Therefore, in light of the above-described considerations, we intended to address the possibility that CIL exerts the perturbing actions on different types of ionic currents, which include hyperpolarization-activated cation current (Ih), delayed-rectifier K+ current (IK(DR)), and voltage-gated Na+ current (INa) identified in pituitary tumor (GH3) cells. The IK(DR) in H9c2 cardiac cells was also tested during the exposure to CIL, ivabradine, or zatebradine. The experimental results presented here reflect that, distinguishable from the actions of ivabradine or zatebradine on IK(DR), the presence of CIL was capable of suppressing IK(DR) effectively in a concentration-, time-, and state-dependent manner, despite the ability of it, ivabradine, or zatebradine to suppress the amplitude of Ih.
2. Results
2.1. Effects of CIL on Hyperpolarization-Activated Cation Current (Ih) Recorded from Pituitary Tumor (GH3) Cells
In the experiments, we initially tested whether this compound had any perturbations on the amplitude and gating of this current identified in these cells. In order to preclude the contamination of most Ca2+-activated K+ currents [22,27,28], we immersed the cells in Ca2+-free, Tyrode’s solution, and during the measurements, we backfilled the recording pipette with a K+-containing solution. As the whole-cell current recordings were attained, we maintained the examined cell at −40 mV, and the 2-s hyperpolarizing voltage-clamp step to various potentials was later applied to elicit the slowly inwardly directed Ih, which displayed an inward-rectifying property. As illustrated in Figure 1A, within 2 min of exposing cells to CIL (3 μM), the Ih amplitude in response to various hyperpolarizing steps was robustly decreased. In this set of experiments, we applied a two-step voltage protocol in which various conditioning potentials ranging from −30 to −120 mV with 2 sec in 10-mV step preceding the 2-s hyperpolarizing pulse to −120 mV were delivered to the examined cell. The averaged current density versus voltage relation of Ih measured at the end of each conditioning pulse with or without the addition of CIL (3 μM) is illustrated in Figure 1B. For example, at the level of −120 mV, the presence of CIL (3 μM) decreased Ih density from 15.9 ± 1.3 to 8.7 ± 1.1 pA/pF (n = 8, p < 0.05). After washout of the agent, current density returned to 15.2 ± 1.2 pA/pF (n = 7, p < 0.05). Concurrently, during cell exposure to 3 μM CIL, the macroscopic Ih conductance measured at the potentials ranging between −90 and −120 mV was decreased to 7.57 ± 0.23 nS (n = 7, p < 0.05) from a control value of 16.27 ± 0.34 nS (n = 7). The time constant (τ) of Ih activation at the level of −120 mV was concomitantly lengthened to 1754 ± 117 msec (n = 7, p < 0.05) from a control value of 1354 ± 143 msec (n = 7).
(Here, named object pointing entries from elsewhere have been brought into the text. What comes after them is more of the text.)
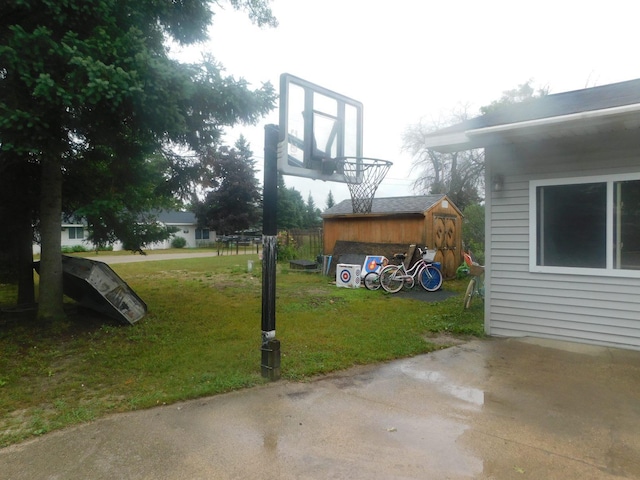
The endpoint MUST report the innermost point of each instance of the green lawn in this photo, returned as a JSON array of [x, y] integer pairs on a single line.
[[201, 337]]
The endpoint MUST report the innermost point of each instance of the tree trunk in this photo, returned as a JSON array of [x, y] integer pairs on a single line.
[[50, 306], [24, 256]]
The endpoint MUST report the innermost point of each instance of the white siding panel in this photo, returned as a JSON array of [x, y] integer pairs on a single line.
[[589, 309]]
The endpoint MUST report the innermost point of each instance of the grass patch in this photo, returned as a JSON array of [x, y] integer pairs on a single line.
[[200, 337]]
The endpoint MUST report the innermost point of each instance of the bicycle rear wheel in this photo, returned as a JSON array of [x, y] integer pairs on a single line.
[[388, 279], [471, 289], [372, 281], [430, 278]]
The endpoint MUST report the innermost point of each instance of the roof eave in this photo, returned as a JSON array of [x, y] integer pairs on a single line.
[[480, 137]]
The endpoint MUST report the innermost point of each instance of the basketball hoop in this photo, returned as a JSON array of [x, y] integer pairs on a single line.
[[363, 176]]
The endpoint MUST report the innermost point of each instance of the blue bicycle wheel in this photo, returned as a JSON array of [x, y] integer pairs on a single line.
[[430, 278]]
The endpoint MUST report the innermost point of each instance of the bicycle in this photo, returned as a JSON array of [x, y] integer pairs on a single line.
[[394, 277], [476, 284]]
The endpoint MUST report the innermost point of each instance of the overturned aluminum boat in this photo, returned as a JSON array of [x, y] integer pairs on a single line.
[[95, 285]]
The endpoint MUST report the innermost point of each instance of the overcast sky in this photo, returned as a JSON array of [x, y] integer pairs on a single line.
[[408, 60]]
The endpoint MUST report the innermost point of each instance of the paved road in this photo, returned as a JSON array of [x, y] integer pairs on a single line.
[[486, 409]]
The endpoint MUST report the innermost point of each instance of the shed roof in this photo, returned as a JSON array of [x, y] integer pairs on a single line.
[[586, 111], [390, 205]]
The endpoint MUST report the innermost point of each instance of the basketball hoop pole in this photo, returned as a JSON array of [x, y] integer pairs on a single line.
[[270, 347]]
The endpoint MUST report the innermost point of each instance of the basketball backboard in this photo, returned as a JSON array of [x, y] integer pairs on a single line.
[[317, 126]]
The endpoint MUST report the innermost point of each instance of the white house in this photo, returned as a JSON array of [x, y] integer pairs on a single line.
[[562, 214], [74, 233]]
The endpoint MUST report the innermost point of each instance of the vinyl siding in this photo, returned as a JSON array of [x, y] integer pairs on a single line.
[[603, 310]]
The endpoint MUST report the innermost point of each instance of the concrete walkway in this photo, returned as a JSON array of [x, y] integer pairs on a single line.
[[487, 409]]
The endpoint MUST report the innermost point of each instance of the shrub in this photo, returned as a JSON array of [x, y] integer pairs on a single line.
[[286, 246], [178, 242]]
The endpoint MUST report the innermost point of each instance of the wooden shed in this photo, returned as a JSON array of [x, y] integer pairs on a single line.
[[427, 220]]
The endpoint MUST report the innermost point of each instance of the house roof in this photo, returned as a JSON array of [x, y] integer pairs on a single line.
[[578, 112], [391, 205]]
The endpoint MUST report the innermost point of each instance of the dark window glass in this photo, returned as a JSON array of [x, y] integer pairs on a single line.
[[572, 225]]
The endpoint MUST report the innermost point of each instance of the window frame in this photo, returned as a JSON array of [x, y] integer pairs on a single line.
[[201, 231], [75, 230], [608, 270]]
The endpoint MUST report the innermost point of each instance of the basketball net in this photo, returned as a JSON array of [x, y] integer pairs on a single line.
[[363, 176]]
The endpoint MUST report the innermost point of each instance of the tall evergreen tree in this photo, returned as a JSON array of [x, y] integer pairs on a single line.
[[232, 204]]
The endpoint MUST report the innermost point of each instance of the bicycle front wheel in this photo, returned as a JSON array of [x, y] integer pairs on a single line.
[[372, 281], [389, 279], [468, 296], [430, 278]]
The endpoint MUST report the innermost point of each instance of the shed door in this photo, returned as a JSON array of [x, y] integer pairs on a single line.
[[445, 237]]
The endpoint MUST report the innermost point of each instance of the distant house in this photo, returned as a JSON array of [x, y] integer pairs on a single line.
[[562, 214], [426, 220], [187, 225], [74, 233]]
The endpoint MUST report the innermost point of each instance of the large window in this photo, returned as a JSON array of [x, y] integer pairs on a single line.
[[586, 223], [202, 234], [76, 233]]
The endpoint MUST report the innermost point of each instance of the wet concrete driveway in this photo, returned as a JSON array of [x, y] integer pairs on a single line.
[[486, 409]]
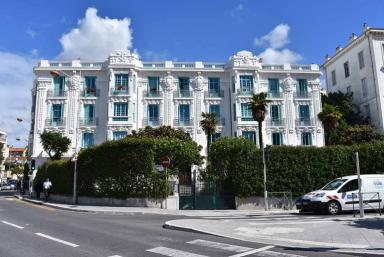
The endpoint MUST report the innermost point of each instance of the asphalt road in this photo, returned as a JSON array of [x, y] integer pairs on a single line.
[[28, 230]]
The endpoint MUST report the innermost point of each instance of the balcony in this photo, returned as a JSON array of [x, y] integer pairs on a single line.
[[123, 91], [153, 121], [247, 119], [220, 121], [276, 122], [182, 94], [303, 95], [245, 92], [54, 122], [54, 94], [274, 95], [182, 122], [90, 93], [214, 94], [88, 122], [305, 122], [121, 118], [152, 94]]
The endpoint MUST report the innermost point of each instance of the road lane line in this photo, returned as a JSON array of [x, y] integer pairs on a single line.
[[277, 254], [173, 252], [11, 224], [253, 251], [223, 246], [57, 240]]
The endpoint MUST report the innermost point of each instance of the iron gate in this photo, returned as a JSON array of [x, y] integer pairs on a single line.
[[206, 196]]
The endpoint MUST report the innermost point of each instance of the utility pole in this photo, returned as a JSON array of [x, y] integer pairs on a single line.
[[359, 183], [265, 157]]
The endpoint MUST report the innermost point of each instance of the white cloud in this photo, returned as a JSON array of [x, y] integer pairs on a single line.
[[277, 38], [31, 33], [16, 79], [276, 56], [34, 52], [274, 41], [96, 37]]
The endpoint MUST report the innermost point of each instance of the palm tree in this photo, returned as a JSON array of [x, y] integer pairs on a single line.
[[330, 117], [259, 107], [208, 124]]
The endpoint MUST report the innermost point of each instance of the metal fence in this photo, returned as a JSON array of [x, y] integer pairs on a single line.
[[280, 200]]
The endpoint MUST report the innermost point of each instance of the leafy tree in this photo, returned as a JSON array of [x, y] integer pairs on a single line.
[[330, 116], [259, 106], [55, 144], [208, 124], [358, 134], [26, 171], [17, 169]]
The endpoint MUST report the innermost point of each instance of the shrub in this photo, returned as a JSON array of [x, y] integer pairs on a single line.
[[296, 169]]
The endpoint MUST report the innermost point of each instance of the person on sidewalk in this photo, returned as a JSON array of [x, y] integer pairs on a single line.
[[38, 189], [47, 188]]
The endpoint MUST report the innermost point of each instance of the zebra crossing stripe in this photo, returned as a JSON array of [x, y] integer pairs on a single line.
[[165, 251], [223, 246], [253, 251]]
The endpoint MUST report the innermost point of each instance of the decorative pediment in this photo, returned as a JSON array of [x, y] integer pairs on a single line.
[[198, 83], [245, 59], [123, 57], [289, 83]]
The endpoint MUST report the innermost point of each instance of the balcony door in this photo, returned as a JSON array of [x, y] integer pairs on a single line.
[[184, 114], [153, 114]]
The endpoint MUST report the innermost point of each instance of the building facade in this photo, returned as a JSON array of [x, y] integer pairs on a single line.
[[91, 102], [359, 68]]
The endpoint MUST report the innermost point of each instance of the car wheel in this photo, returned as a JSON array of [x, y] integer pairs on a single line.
[[333, 207]]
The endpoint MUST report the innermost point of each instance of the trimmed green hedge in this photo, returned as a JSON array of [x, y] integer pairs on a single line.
[[296, 169], [60, 173], [123, 168]]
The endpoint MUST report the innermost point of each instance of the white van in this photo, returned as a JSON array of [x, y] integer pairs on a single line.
[[341, 194]]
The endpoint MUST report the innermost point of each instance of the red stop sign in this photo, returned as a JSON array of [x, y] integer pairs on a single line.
[[165, 161]]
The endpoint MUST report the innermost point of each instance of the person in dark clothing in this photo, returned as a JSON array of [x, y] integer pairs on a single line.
[[38, 189]]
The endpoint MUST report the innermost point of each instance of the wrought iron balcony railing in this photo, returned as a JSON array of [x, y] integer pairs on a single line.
[[180, 122], [153, 121], [54, 122]]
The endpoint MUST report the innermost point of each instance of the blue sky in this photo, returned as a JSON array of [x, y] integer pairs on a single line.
[[300, 31]]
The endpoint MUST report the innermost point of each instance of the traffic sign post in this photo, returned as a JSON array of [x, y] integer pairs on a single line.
[[165, 162]]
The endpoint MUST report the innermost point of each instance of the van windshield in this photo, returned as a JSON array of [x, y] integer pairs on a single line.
[[334, 184]]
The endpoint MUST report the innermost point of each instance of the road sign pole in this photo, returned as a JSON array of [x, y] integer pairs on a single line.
[[359, 183]]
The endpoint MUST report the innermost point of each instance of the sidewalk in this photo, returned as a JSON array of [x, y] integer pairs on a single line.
[[329, 234], [145, 210]]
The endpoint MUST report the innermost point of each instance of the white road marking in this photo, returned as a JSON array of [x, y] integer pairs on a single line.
[[173, 252], [11, 224], [57, 240], [253, 251], [227, 247], [277, 254], [289, 223]]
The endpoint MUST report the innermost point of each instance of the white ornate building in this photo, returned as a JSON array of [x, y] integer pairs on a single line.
[[91, 102], [359, 68]]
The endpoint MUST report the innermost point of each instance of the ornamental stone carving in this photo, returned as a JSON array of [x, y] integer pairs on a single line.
[[74, 82], [122, 57], [289, 83], [167, 83], [198, 83], [245, 59]]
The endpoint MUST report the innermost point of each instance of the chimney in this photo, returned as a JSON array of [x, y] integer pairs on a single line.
[[352, 37], [338, 48]]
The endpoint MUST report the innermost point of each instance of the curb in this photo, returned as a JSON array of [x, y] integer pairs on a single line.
[[167, 225]]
The steady-state activation curve of Ih with or without CIL addition was further analyzed by using this two-step voltage protocol (Figure 1C). In the control—V1/2 = −94.4 ± 1.8 mV and q = 4.9 ± 0.1 e (n = 7), while, in the presence of 3 μM CIL—V1/2 = −104.3 ± 1.9 mV and q = 5.1 ± 0.1 e (n = 7). The present observations thus reflected that the presence of CIL did not merely reduce maximal Ih conductance but also distinctly shifted the midpoint of inactivation curve along the voltage axis to a hyperpolarizing potential by approximately 10 mV; however, the gating charge of the activation curve entailed did not differ significantly between the absence and presence of 3 μM CIL. The concentration-dependent relation of the CIL action on Ih amplitude was derived and is then illustrated in Figure 1D. The IC50 value required for its inhibitory effect on the Ih amplitude measured at the level of −120 mV was estimated to be 3.38 μM.
2.2. Effects of CIL on the Impedance Magnitude (IM) as a Function of Frequency (i.e., IM Plot)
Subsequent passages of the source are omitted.